At this point, you have:

a model-selection report
a NEXUS file with a generated MrBayes block
a prepared input for downstream Bayesian analysis

Typical workflow for partitioned multilocus analyses

A particularly useful workflow is: - align loci separately - export each locus as NEXUS - export a concatenated partitioned matrix with writeNexus() - run evomodelTest() on the separate loci - append the partitioned MrBayes block to the concatenated NEXUS file - run the resulting file with mrbayesRun()

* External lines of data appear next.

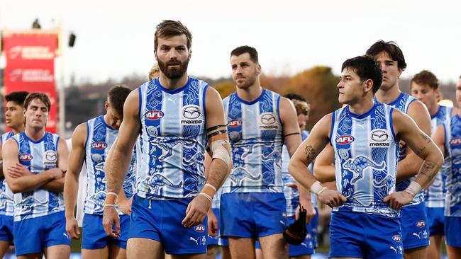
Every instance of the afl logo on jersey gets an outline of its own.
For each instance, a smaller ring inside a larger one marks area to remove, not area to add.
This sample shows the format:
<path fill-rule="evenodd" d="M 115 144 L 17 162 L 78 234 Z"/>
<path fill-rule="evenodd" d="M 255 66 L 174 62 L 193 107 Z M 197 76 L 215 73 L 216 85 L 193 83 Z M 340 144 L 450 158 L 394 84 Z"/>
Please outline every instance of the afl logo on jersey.
<path fill-rule="evenodd" d="M 155 120 L 163 117 L 163 112 L 161 110 L 149 110 L 145 113 L 145 117 L 148 120 Z"/>
<path fill-rule="evenodd" d="M 347 145 L 354 142 L 354 137 L 350 135 L 343 135 L 336 138 L 336 143 L 340 145 Z"/>
<path fill-rule="evenodd" d="M 27 153 L 23 153 L 19 155 L 19 161 L 22 162 L 29 162 L 32 160 L 32 155 Z"/>
<path fill-rule="evenodd" d="M 236 127 L 242 125 L 242 121 L 240 119 L 233 119 L 227 124 L 228 127 Z"/>
<path fill-rule="evenodd" d="M 195 226 L 194 227 L 194 229 L 195 229 L 196 231 L 197 231 L 199 233 L 204 233 L 205 231 L 205 226 L 204 226 L 201 224 L 199 224 L 199 225 Z"/>
<path fill-rule="evenodd" d="M 101 149 L 104 149 L 106 147 L 107 147 L 107 143 L 104 142 L 97 142 L 91 144 L 92 149 L 101 150 Z"/>
<path fill-rule="evenodd" d="M 426 226 L 426 221 L 423 220 L 420 220 L 419 221 L 416 222 L 416 226 L 418 228 L 423 228 Z"/>
<path fill-rule="evenodd" d="M 451 144 L 453 146 L 457 146 L 461 144 L 461 139 L 459 137 L 453 138 L 450 142 L 450 144 Z"/>

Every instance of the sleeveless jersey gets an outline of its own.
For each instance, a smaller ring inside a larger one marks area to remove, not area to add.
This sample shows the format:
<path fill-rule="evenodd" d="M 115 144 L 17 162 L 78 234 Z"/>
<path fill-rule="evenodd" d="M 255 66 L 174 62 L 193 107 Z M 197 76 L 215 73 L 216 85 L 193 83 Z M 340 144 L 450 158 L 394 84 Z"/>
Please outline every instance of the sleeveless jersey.
<path fill-rule="evenodd" d="M 348 200 L 334 211 L 397 217 L 383 202 L 395 190 L 399 143 L 392 125 L 394 109 L 375 103 L 358 115 L 349 106 L 333 113 L 330 141 L 335 150 L 336 188 Z"/>
<path fill-rule="evenodd" d="M 13 135 L 13 132 L 2 134 L 1 146 Z M 4 174 L 5 172 L 4 172 Z M 14 214 L 14 195 L 9 186 L 8 186 L 4 176 L 0 177 L 0 214 L 6 216 L 13 216 Z"/>
<path fill-rule="evenodd" d="M 431 131 L 433 134 L 437 126 L 445 124 L 450 127 L 452 107 L 439 105 L 438 110 L 431 120 Z M 438 171 L 434 182 L 424 191 L 424 201 L 427 207 L 443 208 L 445 207 L 445 178 L 447 172 L 451 170 L 451 159 L 448 154 L 445 156 L 442 168 Z"/>
<path fill-rule="evenodd" d="M 87 198 L 84 213 L 102 215 L 106 191 L 107 190 L 104 162 L 118 130 L 104 122 L 103 115 L 87 122 L 85 142 L 85 164 L 87 166 Z M 136 181 L 135 154 L 131 159 L 130 168 L 123 180 L 125 195 L 130 198 L 133 195 Z M 119 212 L 120 213 L 120 212 Z"/>
<path fill-rule="evenodd" d="M 18 144 L 19 163 L 33 173 L 40 173 L 57 167 L 59 136 L 45 132 L 38 140 L 30 139 L 25 132 L 12 137 Z M 14 194 L 14 221 L 49 215 L 64 211 L 62 192 L 37 188 Z"/>
<path fill-rule="evenodd" d="M 452 168 L 447 171 L 445 215 L 461 217 L 461 117 L 457 114 L 445 129 L 445 144 L 448 144 Z M 446 145 L 445 145 L 446 146 Z"/>
<path fill-rule="evenodd" d="M 189 77 L 169 90 L 158 78 L 138 88 L 142 158 L 137 194 L 155 200 L 191 199 L 205 183 L 205 93 Z"/>
<path fill-rule="evenodd" d="M 395 99 L 391 103 L 389 103 L 388 105 L 391 106 L 404 113 L 408 113 L 408 109 L 409 107 L 410 106 L 410 104 L 416 100 L 416 98 L 415 98 L 411 96 L 409 96 L 408 94 L 404 93 L 400 93 L 399 97 L 397 97 L 397 98 Z M 404 145 L 404 146 L 401 147 L 401 149 L 400 149 L 399 161 L 400 161 L 401 160 L 403 160 L 404 159 L 405 159 L 405 157 L 406 157 L 406 145 Z M 409 179 L 406 179 L 401 182 L 397 183 L 396 190 L 399 192 L 406 189 L 406 188 L 409 187 L 409 185 L 410 185 L 410 183 L 411 183 L 411 181 L 413 180 L 416 178 L 416 176 L 415 175 L 410 178 Z M 424 194 L 423 194 L 423 191 L 421 190 L 419 193 L 415 195 L 414 198 L 410 202 L 410 204 L 406 206 L 420 204 L 423 201 L 424 201 Z"/>
<path fill-rule="evenodd" d="M 223 100 L 233 168 L 223 193 L 283 192 L 279 101 L 267 89 L 252 102 L 236 93 Z"/>
<path fill-rule="evenodd" d="M 302 140 L 307 139 L 309 132 L 303 130 L 301 132 L 301 137 Z M 288 171 L 288 164 L 289 163 L 289 153 L 287 145 L 283 145 L 282 149 L 282 180 L 283 180 L 283 192 L 285 195 L 287 200 L 287 216 L 292 217 L 296 214 L 296 207 L 299 204 L 299 192 L 298 190 L 288 186 L 290 184 L 296 183 L 296 180 L 291 173 Z M 311 163 L 309 166 L 311 172 L 313 171 L 313 163 Z M 309 192 L 309 191 L 308 191 Z M 313 207 L 317 207 L 317 195 L 309 192 L 311 195 L 311 202 Z"/>

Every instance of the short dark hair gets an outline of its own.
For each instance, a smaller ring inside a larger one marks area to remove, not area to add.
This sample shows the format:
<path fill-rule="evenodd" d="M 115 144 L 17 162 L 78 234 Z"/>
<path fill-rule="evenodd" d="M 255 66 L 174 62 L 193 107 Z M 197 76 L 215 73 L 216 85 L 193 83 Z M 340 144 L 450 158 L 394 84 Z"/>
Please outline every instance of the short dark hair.
<path fill-rule="evenodd" d="M 306 98 L 304 97 L 301 96 L 300 95 L 294 93 L 288 93 L 285 96 L 284 96 L 284 98 L 289 98 L 290 100 L 301 100 L 302 102 L 306 102 Z"/>
<path fill-rule="evenodd" d="M 27 110 L 30 102 L 35 99 L 38 99 L 42 101 L 42 103 L 45 103 L 48 112 L 50 112 L 50 110 L 51 110 L 51 101 L 50 101 L 48 96 L 43 93 L 38 92 L 30 93 L 26 96 L 26 99 L 24 100 L 24 109 Z"/>
<path fill-rule="evenodd" d="M 130 91 L 124 86 L 117 85 L 112 86 L 107 93 L 107 101 L 118 115 L 123 114 L 123 104 Z"/>
<path fill-rule="evenodd" d="M 413 76 L 411 81 L 410 81 L 410 87 L 411 87 L 413 82 L 418 84 L 427 84 L 433 89 L 438 89 L 438 79 L 437 76 L 428 70 L 423 70 Z"/>
<path fill-rule="evenodd" d="M 253 62 L 258 64 L 260 60 L 257 57 L 257 50 L 255 48 L 250 46 L 240 46 L 235 47 L 230 52 L 230 56 L 240 56 L 242 54 L 248 53 L 250 54 L 250 59 Z"/>
<path fill-rule="evenodd" d="M 397 62 L 397 67 L 399 69 L 405 70 L 406 68 L 405 57 L 404 57 L 404 52 L 402 52 L 397 43 L 393 41 L 385 42 L 379 40 L 367 50 L 366 54 L 369 56 L 376 57 L 381 52 L 387 53 L 392 58 L 392 60 Z"/>
<path fill-rule="evenodd" d="M 192 46 L 192 34 L 184 24 L 179 21 L 164 20 L 157 25 L 154 37 L 154 47 L 157 51 L 159 38 L 170 38 L 181 35 L 187 38 L 187 49 L 190 52 Z"/>
<path fill-rule="evenodd" d="M 29 94 L 29 92 L 25 91 L 11 92 L 5 96 L 5 100 L 6 100 L 7 102 L 15 102 L 23 107 L 24 100 L 26 100 L 26 97 L 27 97 L 28 94 Z"/>
<path fill-rule="evenodd" d="M 352 69 L 360 81 L 370 79 L 373 81 L 373 93 L 379 89 L 382 83 L 382 71 L 381 66 L 374 58 L 370 56 L 358 56 L 349 59 L 343 63 L 341 71 L 345 69 Z"/>

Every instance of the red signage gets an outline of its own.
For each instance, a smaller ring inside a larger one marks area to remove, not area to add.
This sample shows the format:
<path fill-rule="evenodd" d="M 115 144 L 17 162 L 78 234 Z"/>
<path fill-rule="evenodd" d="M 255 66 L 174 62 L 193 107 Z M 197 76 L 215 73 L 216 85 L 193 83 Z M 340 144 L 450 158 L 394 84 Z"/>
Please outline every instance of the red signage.
<path fill-rule="evenodd" d="M 56 132 L 57 100 L 55 57 L 57 33 L 6 33 L 2 45 L 6 57 L 5 94 L 17 91 L 42 92 L 51 100 L 46 130 Z"/>

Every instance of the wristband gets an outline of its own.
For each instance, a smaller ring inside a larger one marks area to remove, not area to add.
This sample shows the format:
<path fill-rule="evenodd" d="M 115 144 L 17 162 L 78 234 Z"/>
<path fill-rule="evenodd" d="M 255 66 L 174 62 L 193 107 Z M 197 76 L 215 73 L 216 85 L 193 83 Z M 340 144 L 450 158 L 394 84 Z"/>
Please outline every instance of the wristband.
<path fill-rule="evenodd" d="M 206 197 L 206 200 L 208 200 L 210 201 L 210 202 L 213 202 L 213 198 L 211 197 L 211 196 L 207 195 L 207 194 L 205 193 L 205 192 L 200 192 L 200 193 L 199 193 L 199 195 L 201 195 L 201 196 Z"/>
<path fill-rule="evenodd" d="M 415 195 L 418 194 L 418 192 L 421 192 L 422 189 L 421 185 L 413 180 L 410 183 L 410 185 L 404 190 L 404 191 L 409 193 L 411 196 L 415 197 Z"/>

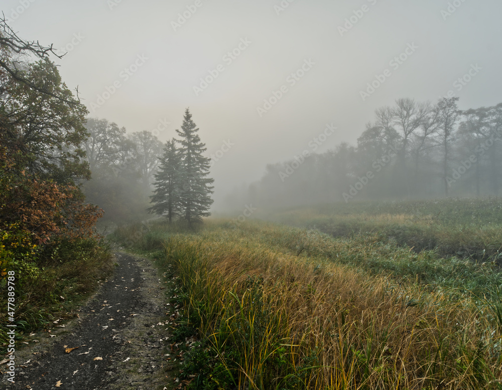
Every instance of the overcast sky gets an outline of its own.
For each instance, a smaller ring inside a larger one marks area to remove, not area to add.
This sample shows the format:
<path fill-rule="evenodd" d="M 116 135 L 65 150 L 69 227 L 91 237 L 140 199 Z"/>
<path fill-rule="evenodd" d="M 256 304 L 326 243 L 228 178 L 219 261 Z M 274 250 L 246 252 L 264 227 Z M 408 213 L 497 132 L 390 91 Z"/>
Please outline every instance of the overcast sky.
<path fill-rule="evenodd" d="M 398 98 L 451 91 L 463 109 L 502 102 L 500 0 L 2 0 L 1 9 L 22 38 L 68 52 L 60 72 L 91 116 L 128 132 L 159 128 L 165 141 L 189 107 L 208 156 L 229 140 L 212 168 L 216 205 L 267 163 L 312 151 L 327 124 L 337 130 L 318 151 L 355 144 L 374 110 Z"/>

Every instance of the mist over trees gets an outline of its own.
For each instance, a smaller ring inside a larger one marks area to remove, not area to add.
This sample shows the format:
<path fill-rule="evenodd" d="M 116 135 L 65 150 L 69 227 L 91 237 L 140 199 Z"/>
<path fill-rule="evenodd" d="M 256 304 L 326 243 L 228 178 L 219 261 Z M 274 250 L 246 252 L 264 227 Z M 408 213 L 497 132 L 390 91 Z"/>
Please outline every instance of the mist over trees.
<path fill-rule="evenodd" d="M 104 211 L 104 222 L 145 218 L 162 143 L 150 132 L 126 134 L 106 119 L 88 118 L 82 144 L 92 178 L 83 184 L 86 198 Z"/>
<path fill-rule="evenodd" d="M 178 217 L 190 226 L 210 215 L 213 187 L 209 184 L 214 180 L 206 177 L 210 159 L 203 155 L 206 148 L 198 131 L 187 108 L 181 130 L 176 130 L 179 139 L 166 144 L 160 168 L 155 174 L 156 189 L 151 197 L 154 205 L 150 210 L 167 216 L 170 223 Z M 177 143 L 180 144 L 178 148 Z"/>
<path fill-rule="evenodd" d="M 87 110 L 51 53 L 0 20 L 0 270 L 26 278 L 61 248 L 95 243 L 102 214 L 79 187 L 90 174 L 81 147 Z"/>
<path fill-rule="evenodd" d="M 375 110 L 356 146 L 268 165 L 260 180 L 236 188 L 227 204 L 499 196 L 502 103 L 460 111 L 458 100 L 399 99 Z"/>

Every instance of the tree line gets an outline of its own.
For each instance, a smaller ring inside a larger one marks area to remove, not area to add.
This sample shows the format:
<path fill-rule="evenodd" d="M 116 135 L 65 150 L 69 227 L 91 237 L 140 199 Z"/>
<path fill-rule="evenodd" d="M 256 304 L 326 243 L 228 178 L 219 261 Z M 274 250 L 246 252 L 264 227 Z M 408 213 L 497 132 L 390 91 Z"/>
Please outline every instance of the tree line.
<path fill-rule="evenodd" d="M 356 145 L 268 165 L 260 180 L 236 188 L 227 203 L 499 196 L 502 103 L 460 110 L 458 103 L 399 99 L 375 111 Z"/>
<path fill-rule="evenodd" d="M 52 56 L 62 57 L 0 19 L 0 285 L 8 268 L 28 280 L 61 253 L 102 250 L 103 215 L 125 222 L 150 207 L 191 226 L 212 202 L 209 159 L 188 109 L 179 139 L 165 145 L 149 131 L 128 135 L 87 117 Z"/>
<path fill-rule="evenodd" d="M 205 145 L 188 109 L 176 130 L 179 139 L 165 145 L 150 131 L 128 135 L 106 119 L 89 118 L 85 126 L 82 146 L 92 178 L 82 186 L 87 201 L 104 210 L 104 220 L 138 220 L 149 212 L 191 225 L 209 215 L 210 159 L 203 155 Z"/>

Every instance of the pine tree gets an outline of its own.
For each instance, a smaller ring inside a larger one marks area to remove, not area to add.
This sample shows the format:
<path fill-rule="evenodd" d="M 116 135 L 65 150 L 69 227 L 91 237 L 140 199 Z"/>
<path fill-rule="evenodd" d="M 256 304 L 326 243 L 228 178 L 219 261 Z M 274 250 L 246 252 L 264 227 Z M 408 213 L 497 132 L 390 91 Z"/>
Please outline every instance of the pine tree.
<path fill-rule="evenodd" d="M 154 194 L 150 197 L 150 203 L 155 204 L 148 209 L 149 211 L 166 215 L 169 223 L 179 216 L 182 210 L 180 198 L 182 181 L 180 157 L 174 140 L 168 141 L 164 148 L 164 154 L 159 158 L 159 170 L 154 175 L 155 189 Z"/>
<path fill-rule="evenodd" d="M 192 120 L 192 115 L 187 108 L 185 111 L 181 130 L 176 129 L 180 139 L 179 153 L 181 159 L 181 174 L 183 177 L 180 198 L 183 209 L 182 217 L 188 224 L 201 220 L 211 213 L 208 211 L 212 204 L 210 194 L 213 186 L 209 185 L 214 180 L 206 176 L 209 174 L 210 158 L 202 153 L 206 149 L 205 144 L 200 141 L 197 132 L 199 129 Z"/>

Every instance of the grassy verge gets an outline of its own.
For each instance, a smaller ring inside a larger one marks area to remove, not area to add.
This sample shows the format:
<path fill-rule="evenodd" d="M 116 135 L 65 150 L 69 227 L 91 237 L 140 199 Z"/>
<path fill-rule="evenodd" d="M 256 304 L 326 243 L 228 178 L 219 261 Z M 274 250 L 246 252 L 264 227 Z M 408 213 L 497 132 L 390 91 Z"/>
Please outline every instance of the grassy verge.
<path fill-rule="evenodd" d="M 132 243 L 140 230 L 117 237 L 164 247 L 177 336 L 199 340 L 182 374 L 192 388 L 502 388 L 500 274 L 489 267 L 258 222 L 159 225 Z"/>
<path fill-rule="evenodd" d="M 260 217 L 335 237 L 378 235 L 416 251 L 436 249 L 443 257 L 499 265 L 502 260 L 502 201 L 496 198 L 340 203 Z"/>
<path fill-rule="evenodd" d="M 16 325 L 16 339 L 46 327 L 55 318 L 72 316 L 71 311 L 97 287 L 112 270 L 107 245 L 94 240 L 60 243 L 42 254 L 30 275 L 15 275 L 13 322 L 7 311 L 8 289 L 5 281 L 0 292 L 0 323 Z M 7 328 L 0 328 L 0 354 L 7 352 Z"/>

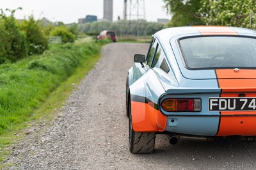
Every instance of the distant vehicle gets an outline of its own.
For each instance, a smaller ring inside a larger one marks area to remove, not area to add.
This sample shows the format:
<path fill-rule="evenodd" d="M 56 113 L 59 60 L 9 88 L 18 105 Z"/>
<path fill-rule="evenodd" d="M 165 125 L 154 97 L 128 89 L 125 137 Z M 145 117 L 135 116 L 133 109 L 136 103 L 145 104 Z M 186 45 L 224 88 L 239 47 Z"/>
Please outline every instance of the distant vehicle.
<path fill-rule="evenodd" d="M 153 152 L 156 134 L 173 144 L 228 136 L 256 141 L 256 31 L 165 29 L 134 61 L 126 86 L 132 153 Z"/>
<path fill-rule="evenodd" d="M 116 42 L 117 36 L 116 31 L 102 31 L 100 32 L 100 35 L 97 36 L 97 39 L 103 40 L 108 37 L 109 37 L 113 42 Z"/>

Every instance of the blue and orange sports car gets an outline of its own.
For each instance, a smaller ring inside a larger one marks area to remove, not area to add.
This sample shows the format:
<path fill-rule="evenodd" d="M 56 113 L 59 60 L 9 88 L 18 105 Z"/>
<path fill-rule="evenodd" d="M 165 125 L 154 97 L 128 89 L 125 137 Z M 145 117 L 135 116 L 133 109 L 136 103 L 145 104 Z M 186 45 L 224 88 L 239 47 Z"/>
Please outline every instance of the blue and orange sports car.
<path fill-rule="evenodd" d="M 256 31 L 219 26 L 165 29 L 127 78 L 129 149 L 152 153 L 156 134 L 180 139 L 256 139 Z"/>

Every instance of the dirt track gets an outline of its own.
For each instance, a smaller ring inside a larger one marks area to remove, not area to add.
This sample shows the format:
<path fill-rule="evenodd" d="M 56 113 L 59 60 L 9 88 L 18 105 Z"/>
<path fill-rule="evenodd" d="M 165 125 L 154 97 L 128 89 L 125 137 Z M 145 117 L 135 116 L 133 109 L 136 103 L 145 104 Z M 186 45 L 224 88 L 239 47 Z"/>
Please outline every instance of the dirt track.
<path fill-rule="evenodd" d="M 232 140 L 170 146 L 157 135 L 156 151 L 128 150 L 125 81 L 135 53 L 148 44 L 111 43 L 49 126 L 35 127 L 15 148 L 10 169 L 255 169 L 256 144 Z"/>

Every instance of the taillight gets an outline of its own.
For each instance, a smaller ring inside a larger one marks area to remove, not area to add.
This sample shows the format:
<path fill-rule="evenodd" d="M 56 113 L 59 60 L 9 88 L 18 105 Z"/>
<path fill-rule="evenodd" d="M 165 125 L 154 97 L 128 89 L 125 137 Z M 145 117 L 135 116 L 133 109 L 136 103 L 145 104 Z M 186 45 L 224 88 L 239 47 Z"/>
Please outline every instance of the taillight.
<path fill-rule="evenodd" d="M 167 112 L 198 112 L 201 111 L 201 99 L 166 98 L 161 106 Z"/>

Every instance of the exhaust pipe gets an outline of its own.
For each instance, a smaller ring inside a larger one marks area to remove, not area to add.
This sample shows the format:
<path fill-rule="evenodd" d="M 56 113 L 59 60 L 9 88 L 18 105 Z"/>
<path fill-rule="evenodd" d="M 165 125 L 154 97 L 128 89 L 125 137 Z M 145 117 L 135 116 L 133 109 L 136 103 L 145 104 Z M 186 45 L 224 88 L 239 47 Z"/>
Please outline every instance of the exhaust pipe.
<path fill-rule="evenodd" d="M 214 136 L 195 136 L 195 135 L 174 135 L 169 137 L 169 142 L 171 144 L 174 145 L 180 141 L 201 141 L 209 142 L 214 141 L 216 137 Z"/>

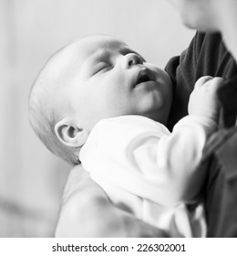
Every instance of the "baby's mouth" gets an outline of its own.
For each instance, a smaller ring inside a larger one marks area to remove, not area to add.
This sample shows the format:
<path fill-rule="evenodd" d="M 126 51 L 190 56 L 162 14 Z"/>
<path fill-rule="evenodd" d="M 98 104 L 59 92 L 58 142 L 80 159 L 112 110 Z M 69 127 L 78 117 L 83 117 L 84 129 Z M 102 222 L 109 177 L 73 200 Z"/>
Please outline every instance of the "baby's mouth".
<path fill-rule="evenodd" d="M 141 83 L 151 80 L 149 75 L 148 74 L 147 70 L 141 71 L 139 74 L 138 80 L 134 85 L 134 88 L 139 86 Z"/>

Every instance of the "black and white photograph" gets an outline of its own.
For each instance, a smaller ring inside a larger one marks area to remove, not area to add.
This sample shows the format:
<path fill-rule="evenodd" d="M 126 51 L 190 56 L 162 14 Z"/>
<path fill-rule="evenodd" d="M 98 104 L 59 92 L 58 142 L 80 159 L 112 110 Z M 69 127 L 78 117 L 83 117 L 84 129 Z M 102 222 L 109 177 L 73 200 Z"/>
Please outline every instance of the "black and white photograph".
<path fill-rule="evenodd" d="M 0 21 L 0 238 L 237 237 L 237 1 Z"/>

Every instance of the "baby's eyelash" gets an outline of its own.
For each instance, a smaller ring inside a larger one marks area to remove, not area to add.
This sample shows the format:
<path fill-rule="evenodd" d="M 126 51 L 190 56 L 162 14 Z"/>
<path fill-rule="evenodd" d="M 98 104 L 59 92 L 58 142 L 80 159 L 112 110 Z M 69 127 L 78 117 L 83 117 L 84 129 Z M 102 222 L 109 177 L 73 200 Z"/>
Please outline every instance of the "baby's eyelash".
<path fill-rule="evenodd" d="M 99 73 L 102 70 L 105 70 L 106 69 L 112 69 L 112 66 L 108 65 L 108 64 L 99 65 L 98 67 L 98 69 L 96 69 L 96 71 L 94 72 L 94 75 Z"/>

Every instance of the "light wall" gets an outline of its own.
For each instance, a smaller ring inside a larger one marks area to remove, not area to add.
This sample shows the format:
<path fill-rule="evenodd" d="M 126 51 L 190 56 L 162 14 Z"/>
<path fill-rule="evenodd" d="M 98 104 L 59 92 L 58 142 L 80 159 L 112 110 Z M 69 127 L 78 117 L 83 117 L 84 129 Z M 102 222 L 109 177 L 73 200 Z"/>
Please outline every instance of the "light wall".
<path fill-rule="evenodd" d="M 194 31 L 166 0 L 0 0 L 0 237 L 53 236 L 70 167 L 27 119 L 31 84 L 48 57 L 74 38 L 122 38 L 164 67 Z"/>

This keeps model choice tied to each locus while preparing a combined Bayesian analysis.

The results directory may also contain: - a detailed text report - modified NEXUS files with appended MrBayes blocks - summaries of the selected models

Inspecting these outputs is useful before proceeding to Bayesian inference.

Common issues

Input file is not in NEXUS format

evomodelTest() expects NEXUS alignment files. If your data are in another format, convert them first using convertAlign() or export them with writeNexus().

Model comparison takes too long

Large alignments or many candidate models can increase runtime. To reduce computation time, you can:

reduce the number of models tested
lower retmax-style dataset size earlier in the workflow
increase mc.cores
use “standard” rather than “all”

Original `NEXUS` file is overwritten unintentionally

Be cautious when using overwrite_original_nexus = TRUE. If you want to preserve the original matrix, keep this option set to FALSE.

The `MrBayes` block is not appended where expected

Make sure:

append_mrbayes_to_nexus = TRUE
the nexus_file_path is correct
combined_nexus_file_path is provided when working with a separate concatenated matrix

The selected model does not match expectations

Different criteria (AIC vs BIC) or different choices for include_G and include_I can change the best-fitting model. This is normal and should be interpreted in the context of the dataset and analytical goals.

Recommended practice

For the smoothest model-selection workflow:

work from clean NEXUS alignments
decide in advance whether to use AIC or BIC
test a manageable but meaningful model set
include +G and +I only when justified by the workflow
preserve original NEXUS files unless replacement is intentional
inspect the generated MrBayes block before starting the analysis

Next step

Once model selection has been completed and the MrBayes block has been prepared, the next step is to run the Bayesian analysis itself using mrbayesRun() or an external MrBayes workflow.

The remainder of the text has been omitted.